How many grams of chlorine gas are present in a 150.0 liter cylinder of chlorine held at a pressure of 1.00 atm and
You didn't finish the T but use PV = nRT.
To determine the number of grams of chlorine gas present in a 150.0 liter cylinder of chlorine held at a pressure of 1.00 atm and a temperature of 25.0°C, we can use the ideal gas law equation:
PV = nRT
Where:
P = pressure (in atm)
V = volume (in liters)
n = number of moles
R = ideal gas constant (0.0821 L·atm/mol·K)
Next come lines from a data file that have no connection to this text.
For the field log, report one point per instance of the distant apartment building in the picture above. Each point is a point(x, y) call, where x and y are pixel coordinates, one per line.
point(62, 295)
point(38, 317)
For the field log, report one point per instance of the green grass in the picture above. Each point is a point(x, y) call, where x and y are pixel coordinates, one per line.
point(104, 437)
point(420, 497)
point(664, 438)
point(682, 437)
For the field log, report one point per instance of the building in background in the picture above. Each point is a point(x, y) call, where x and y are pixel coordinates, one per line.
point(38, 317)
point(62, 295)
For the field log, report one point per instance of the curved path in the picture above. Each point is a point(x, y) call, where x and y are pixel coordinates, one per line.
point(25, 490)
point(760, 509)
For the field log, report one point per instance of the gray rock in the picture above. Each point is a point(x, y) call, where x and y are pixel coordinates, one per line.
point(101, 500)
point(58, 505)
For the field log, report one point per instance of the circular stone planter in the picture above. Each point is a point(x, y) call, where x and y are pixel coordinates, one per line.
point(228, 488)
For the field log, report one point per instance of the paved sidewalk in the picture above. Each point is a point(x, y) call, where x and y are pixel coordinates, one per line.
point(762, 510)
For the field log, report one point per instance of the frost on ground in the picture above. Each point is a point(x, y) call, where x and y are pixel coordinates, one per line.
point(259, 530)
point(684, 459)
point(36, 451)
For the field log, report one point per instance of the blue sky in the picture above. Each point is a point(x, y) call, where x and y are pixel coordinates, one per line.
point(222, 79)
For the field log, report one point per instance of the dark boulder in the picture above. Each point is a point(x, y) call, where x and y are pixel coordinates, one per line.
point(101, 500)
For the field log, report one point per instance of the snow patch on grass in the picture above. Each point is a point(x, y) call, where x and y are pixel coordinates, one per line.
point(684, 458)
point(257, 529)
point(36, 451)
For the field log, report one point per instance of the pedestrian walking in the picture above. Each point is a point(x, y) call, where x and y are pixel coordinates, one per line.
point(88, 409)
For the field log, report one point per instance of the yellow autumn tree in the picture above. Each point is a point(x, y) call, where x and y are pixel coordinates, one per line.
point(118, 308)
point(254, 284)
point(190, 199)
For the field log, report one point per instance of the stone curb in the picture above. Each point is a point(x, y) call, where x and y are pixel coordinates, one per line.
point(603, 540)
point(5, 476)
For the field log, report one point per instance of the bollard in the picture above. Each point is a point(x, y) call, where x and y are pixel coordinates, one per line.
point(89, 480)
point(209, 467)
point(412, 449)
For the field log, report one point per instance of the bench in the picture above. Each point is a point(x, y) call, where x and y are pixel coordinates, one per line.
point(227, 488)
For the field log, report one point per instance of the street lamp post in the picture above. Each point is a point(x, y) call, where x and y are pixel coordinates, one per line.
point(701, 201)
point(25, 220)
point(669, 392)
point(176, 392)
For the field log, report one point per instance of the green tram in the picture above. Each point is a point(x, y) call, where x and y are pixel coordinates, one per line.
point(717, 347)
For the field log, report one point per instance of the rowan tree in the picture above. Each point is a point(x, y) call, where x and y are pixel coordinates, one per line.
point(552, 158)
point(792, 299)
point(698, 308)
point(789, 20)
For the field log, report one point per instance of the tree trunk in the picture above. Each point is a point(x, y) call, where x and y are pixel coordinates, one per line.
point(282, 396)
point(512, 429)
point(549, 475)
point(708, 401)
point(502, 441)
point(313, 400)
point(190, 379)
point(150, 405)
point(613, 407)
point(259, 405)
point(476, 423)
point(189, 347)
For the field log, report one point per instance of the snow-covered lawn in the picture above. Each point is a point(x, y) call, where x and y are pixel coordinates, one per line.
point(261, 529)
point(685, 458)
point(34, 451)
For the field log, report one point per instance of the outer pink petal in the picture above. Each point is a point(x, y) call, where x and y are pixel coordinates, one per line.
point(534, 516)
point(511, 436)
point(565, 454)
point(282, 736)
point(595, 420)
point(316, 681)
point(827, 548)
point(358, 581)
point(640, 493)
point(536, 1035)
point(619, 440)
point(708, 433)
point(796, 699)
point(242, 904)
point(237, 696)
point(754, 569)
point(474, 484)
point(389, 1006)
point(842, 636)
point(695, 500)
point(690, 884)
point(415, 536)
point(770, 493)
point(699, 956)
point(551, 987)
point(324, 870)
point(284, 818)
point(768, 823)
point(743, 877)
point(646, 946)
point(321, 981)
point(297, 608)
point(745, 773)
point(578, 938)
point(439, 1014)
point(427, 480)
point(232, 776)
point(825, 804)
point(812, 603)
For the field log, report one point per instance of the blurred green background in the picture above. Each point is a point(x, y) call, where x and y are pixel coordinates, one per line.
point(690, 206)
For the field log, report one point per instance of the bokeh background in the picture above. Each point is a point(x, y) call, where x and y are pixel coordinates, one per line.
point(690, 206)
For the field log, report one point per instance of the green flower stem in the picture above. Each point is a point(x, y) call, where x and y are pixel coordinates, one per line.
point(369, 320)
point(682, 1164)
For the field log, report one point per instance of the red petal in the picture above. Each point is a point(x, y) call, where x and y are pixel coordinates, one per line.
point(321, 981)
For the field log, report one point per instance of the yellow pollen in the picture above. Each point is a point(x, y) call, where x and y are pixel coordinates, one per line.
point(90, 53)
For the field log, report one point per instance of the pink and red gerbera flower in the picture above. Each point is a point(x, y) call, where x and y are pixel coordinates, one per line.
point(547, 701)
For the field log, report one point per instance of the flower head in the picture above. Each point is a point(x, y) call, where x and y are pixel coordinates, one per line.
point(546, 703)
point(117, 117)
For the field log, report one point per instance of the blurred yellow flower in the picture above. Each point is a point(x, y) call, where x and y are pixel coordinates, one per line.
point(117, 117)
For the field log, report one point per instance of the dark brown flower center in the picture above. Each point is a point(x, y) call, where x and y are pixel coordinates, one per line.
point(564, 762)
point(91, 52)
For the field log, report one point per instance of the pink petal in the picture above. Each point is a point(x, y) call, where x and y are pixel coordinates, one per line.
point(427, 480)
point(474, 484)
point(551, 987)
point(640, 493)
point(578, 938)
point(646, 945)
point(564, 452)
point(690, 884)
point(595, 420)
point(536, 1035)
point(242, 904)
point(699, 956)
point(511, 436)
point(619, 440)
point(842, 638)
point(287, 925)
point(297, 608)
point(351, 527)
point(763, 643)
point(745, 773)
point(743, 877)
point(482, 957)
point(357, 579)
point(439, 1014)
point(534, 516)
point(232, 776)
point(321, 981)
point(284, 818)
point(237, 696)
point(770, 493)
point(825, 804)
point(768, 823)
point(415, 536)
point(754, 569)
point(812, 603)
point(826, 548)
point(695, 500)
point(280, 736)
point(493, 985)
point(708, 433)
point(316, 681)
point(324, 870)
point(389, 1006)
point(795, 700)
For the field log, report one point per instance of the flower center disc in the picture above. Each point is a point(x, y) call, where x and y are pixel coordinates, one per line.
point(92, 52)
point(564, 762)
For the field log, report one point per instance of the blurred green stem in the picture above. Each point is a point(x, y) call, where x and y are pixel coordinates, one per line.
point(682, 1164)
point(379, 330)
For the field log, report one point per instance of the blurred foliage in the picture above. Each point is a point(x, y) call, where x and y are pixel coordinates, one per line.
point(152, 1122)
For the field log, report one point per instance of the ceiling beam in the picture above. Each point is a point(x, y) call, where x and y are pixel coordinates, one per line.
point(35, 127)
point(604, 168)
T = temperature (in Kelvin)
First, we need to convert the given temperature from Celsius to Kelvin. The conversion formula is:
K = °C + 273.15
So, T = 25.0°C + 273.15 = 298.15 K
Next, we rearrange the ideal gas law equation to solve for the number of moles (n):
n = PV / RT
Substituting the given values:
n = (1.00 atm) * (150.0 L) / (0.0821 L·atm/mol·K * 298.15 K)
Now, we can calculate the number of moles of chlorine gas:
n = 5.85 moles
Lastly, we can convert the number of moles to grams using the molar mass of chlorine gas, which is 70.91 g/mol:
grams = moles * molar mass
grams = 5.85 moles * 70.91 g/mol
grams = 414.14 grams
Therefore, there are approximately 414.14 grams of chlorine gas present in the 150.0 liter cylinder.